Amygdala Deactivation as a Neural Correlate of Pain Processing in Patients with Borderline Personality Disorder and Co-Occurrent Posttraumatic Stress Disorder

Department of Psychosomatic Medicine and Psychotherapy, Central Institute of Mental Health, Mannheim, Germany.
Biological psychiatry (Impact Factor: 10.26). 05/2009; 65(9):819-22. DOI: 10.1016/j.biopsych.2008.10.028
Source: PubMed


Previous studies have revealed altered affective pain processing in patients with borderline personality disorder (BPD) as well as in patients with posttraumatic stress disorder (PTSD). Reduced levels of activation in the amygdala might be related to antinociceptive mechanisms pertinent to both disorders. This study aimed at clarifying whether central antinoceptive mechanisms discriminate BPD patients with and without co-occurrent PTSD.

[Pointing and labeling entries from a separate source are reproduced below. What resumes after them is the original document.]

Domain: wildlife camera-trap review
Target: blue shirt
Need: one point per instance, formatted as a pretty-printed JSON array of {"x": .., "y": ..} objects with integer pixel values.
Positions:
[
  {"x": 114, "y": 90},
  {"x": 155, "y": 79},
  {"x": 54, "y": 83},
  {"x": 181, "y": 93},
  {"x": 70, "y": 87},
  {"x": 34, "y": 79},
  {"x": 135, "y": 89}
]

We investigated 29 medication-free female outpatients with BPD, 12 with and 17 without co-occurrent PTSD. Psychophysical characteristics were assessed, and functional magnetic resonance imaging was performed during heat stimulation with stimuli adjusted for equal subjective painfulness.
No difference in pain sensitivity was found between both groups of patients. Amygdala deactivation, however, was more pronounced in BPD patients with co-occurrent PTSD compared with those without PTSD. Amygdala deactivation was independent of BPD symptom severity and dissociation.
Amygdala deactivation seems to differentiate patients who meet criteria for both BPD and PTSD from BPD patients without co-occurrent PTSD. On the basis of these preliminary findings it might be speculated that reduced pain sensitivity or at least the emotional component of it is associated with amygdala deactivation in patients with both disorders, whereas BPD patients without PTSD use different yet unknown antinociceptive mechanisms.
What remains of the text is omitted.